Ce dimanche 23 nivôse de l'an XIII (le 13 janvier 1805), Marcon assistait à la messe lorsqu'il entendit crier au midi : « Au voleur ! Au voleur ! » Aussitôt, il sortit de l'église avec au moins cinquante personnes, qui coururent ensemble à l'endroit d'où la voix venait. Étant tous arrivés à la maison de François Guilbot où l'on criait toujours : « Au voleur ! », ils virent venir trois gendarmes qui courraient à travers champs. Quelqu'un leur ayant dit : « Il est là ! », montrant le chai dudit Guilbot, ils accoururent, le sabre à nu. Marcon les accompagna avec tous ceux qui étaient venus. Quelqu'un leur ayant dit que le voleur se trouvait dans l'une des cuves ou bien derrière, le gendarme Bernier, jetant à terre son chapeau, sauta dans l'une des cuves et, n'y trouvant point Gastineau, plongea son sabre entre la cuve et le mur. Alors le sieur Rondeau-fils, présent, lui demanda : « Est-ce ainsi qu'on assassine le monde ? Cherchez une lumière ! » Bernier sorti de la cuve et demanda une chandelle audit Guilbot, qui alla la quérir. Dans le même temps, Bernier demanda à la foule de sortir du chai, ce qu'elle fit, à l'exception de Marcon et d'une douzaine de personnes qui y demeurèrent. Et alors que Bernier se tenait à la porte, on entendit la voix de Gastineau crier : « Hé, mon Dieu ! Me tuerez-vous bien ici ! » Marcon vit alors Gastineau sortir du chai, tenu par un gendarme, les jambes toutes en sang. Se tenant derrière lui, Bernier lui donna deux ou trois coups de plat de sabre sur les épaules, et il remarqua que son sabre était tout ensanglanté. À peu de distance et devant chez Mr Rondeau, Gastineau, par le sang qu'il perdait, tomba à terre et fut relevé par les gendarmes. Après lui avoir dit qu'il ferait mieux de marcher, Bernier lui donna deux ou trois coups de poing sur la tête et les épaules. Indigné d'un pareil traitement, Marcon quitta la foule et rentra chez lui.
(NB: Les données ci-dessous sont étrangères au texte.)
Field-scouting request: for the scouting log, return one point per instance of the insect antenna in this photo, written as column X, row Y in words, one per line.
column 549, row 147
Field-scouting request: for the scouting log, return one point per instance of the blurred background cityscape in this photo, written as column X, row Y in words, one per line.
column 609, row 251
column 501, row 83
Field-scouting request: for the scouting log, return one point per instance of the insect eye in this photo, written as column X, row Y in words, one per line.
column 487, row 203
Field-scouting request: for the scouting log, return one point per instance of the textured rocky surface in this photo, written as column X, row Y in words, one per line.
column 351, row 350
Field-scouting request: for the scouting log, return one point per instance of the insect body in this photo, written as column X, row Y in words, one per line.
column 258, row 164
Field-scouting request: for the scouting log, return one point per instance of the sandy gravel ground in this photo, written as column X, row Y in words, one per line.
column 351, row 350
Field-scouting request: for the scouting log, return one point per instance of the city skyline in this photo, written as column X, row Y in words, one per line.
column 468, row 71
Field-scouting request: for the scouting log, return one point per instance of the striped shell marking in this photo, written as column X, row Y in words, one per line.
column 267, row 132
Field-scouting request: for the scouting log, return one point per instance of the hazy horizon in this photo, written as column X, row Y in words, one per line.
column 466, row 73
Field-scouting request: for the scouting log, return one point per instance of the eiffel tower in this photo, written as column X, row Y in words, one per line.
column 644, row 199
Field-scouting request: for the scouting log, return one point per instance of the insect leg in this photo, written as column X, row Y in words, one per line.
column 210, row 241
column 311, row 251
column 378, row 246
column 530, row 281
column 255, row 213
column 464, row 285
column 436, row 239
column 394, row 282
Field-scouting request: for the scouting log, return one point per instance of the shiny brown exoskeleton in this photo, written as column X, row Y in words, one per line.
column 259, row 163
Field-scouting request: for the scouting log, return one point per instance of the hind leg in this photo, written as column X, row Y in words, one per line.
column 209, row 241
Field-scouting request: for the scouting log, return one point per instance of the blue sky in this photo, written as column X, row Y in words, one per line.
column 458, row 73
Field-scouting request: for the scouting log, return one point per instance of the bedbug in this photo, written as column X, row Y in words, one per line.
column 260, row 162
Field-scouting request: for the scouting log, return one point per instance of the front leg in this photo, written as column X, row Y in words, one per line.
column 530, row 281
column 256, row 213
Louis Brottier, dit Charon, 46 ans, métayer

En suivant Marcon à la sortie de l'église, Brottier s'empara d'un bâton. Parmi les gendarmes, il reconnut le sieur Collet, de Beauvoir, avec deux autres collègues qui accouraient avec beaucoup de monde. Ayant entendu crier « Il est chez Guilbot ! », il s'y rendit mais resta dehors. Il vit ledit Guilbot sortir pour aller chercher une chandelle, mais peu après un gendarme sorti à son tour du chai en tenant par un mouchoir un jeune garçon par le col, qu'on nommait Gastineau, qui avait les jambes en sang. Ce dernier leur dit : « Hé, tuez-moi plutôt que de me faire tant souffrir ! » Ce à quoi le sieur Bernier, gendarme de Mauzé, lui répliqua : « Ha, je te ferais bien marcher ! ». Et il lui donna trois fort coups de sabre sur les épaules, Brottier observant que son sabre était ensanglanté sur environ six pouces. Il entendit le sieur Collet dire que « Je ne voudrais pas pour dix écus qu'il m'en fut arrivé autant pour avoir fait pareille chose... ». Étant révolté par cette action et peiné de voir Gastineau tout en sang, Brottier se retira de suite.
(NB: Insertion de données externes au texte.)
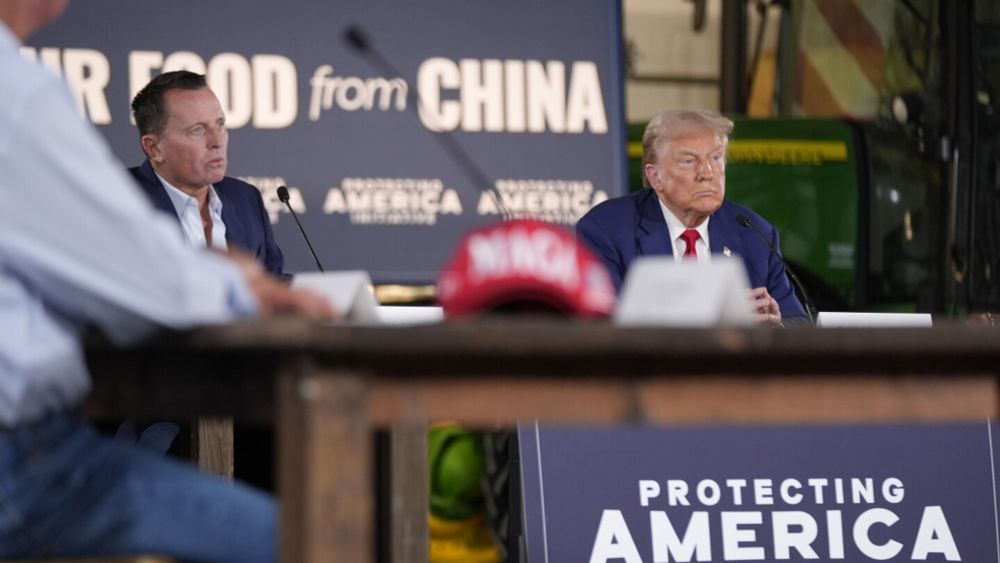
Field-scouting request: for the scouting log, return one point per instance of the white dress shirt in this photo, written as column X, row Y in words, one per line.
column 190, row 216
column 676, row 227
column 81, row 246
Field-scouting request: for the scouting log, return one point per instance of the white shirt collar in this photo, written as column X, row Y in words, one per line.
column 182, row 200
column 8, row 41
column 676, row 227
column 189, row 215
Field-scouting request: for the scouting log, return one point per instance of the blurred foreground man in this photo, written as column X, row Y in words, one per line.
column 683, row 213
column 183, row 133
column 80, row 246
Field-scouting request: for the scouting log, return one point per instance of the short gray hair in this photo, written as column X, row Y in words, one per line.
column 676, row 123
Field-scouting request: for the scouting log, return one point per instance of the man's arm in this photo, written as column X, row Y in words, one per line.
column 780, row 287
column 273, row 258
column 77, row 231
column 600, row 244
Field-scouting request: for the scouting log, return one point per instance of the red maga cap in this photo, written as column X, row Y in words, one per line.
column 523, row 262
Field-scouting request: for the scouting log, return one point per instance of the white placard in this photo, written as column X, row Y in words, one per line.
column 661, row 291
column 349, row 291
column 410, row 315
column 830, row 319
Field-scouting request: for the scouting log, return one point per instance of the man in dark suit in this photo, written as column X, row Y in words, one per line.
column 683, row 213
column 183, row 133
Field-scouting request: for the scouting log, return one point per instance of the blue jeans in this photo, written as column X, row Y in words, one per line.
column 65, row 490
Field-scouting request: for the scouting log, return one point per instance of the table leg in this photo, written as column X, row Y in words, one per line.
column 212, row 445
column 325, row 466
column 408, row 492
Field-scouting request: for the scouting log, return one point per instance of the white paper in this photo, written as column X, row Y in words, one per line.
column 658, row 290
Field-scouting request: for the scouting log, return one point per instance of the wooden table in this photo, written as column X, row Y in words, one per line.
column 326, row 389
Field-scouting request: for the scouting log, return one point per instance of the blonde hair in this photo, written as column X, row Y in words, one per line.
column 676, row 123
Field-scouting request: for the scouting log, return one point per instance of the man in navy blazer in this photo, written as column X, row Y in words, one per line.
column 183, row 133
column 683, row 213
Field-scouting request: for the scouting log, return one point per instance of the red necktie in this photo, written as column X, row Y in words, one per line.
column 690, row 236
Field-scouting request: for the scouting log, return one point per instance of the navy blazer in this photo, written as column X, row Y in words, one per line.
column 247, row 224
column 620, row 229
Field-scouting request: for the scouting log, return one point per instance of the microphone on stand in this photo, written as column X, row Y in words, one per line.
column 284, row 197
column 358, row 40
column 810, row 306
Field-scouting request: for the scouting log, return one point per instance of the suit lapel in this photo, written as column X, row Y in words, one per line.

Pierre Guilbot, 30 ans, cultivateur

Se trouvant à la porte de l'église, il entendit quelqu'un crier au voleur et lui dire que ce voleur était chez lui. Il y couru. Il y trouva l'entrée du chai obstruée par la foule et gardée par le gendarme Bernier. Après s'être fait connaitre comme le fils de la maison, il y entra et s'assis sur une barrique. Bernier demanda à son père une chandelle et, alors qu'on était allé la quérir, on lui apprit que le voleur se cachait dans l'une des cuves ou bien derrière. Le gendarme franchit l'une des cuves et plongea son sabre nu tout autour. Et après qu'on lui ai fait l'observation qu'on assassine pas ainsi le monde, Bernier descendit et plongea son sabre sous les cuves. Gastineau, percé de plusieurs coups, se releva et cria : « Ah mon Dieu ! Tuez-moi donc sans me faire souffrir ainsi ! » Bernier, après avoir encore donné deux ou trois coups de sabre, se releva et saisit Gastineau par la cravate, le faisant paraitre entre deux cuves. Il le tira avec une telle force qu'un bout de la cravate lui resta entre les mains. À ce moment, le sieur Langinoux, l'un des gendarmes, frappa doucement le sieur Bernier de son sabre, en lui disant de se taire et de cesser. Gastineau étant enfin sorti d'entre les cuves, les jambes en sang et faisant frémir, et ledit Bernier avec ses mains et son ceinturon ensanglantés, il rentra chez lui pour ne pas les voir.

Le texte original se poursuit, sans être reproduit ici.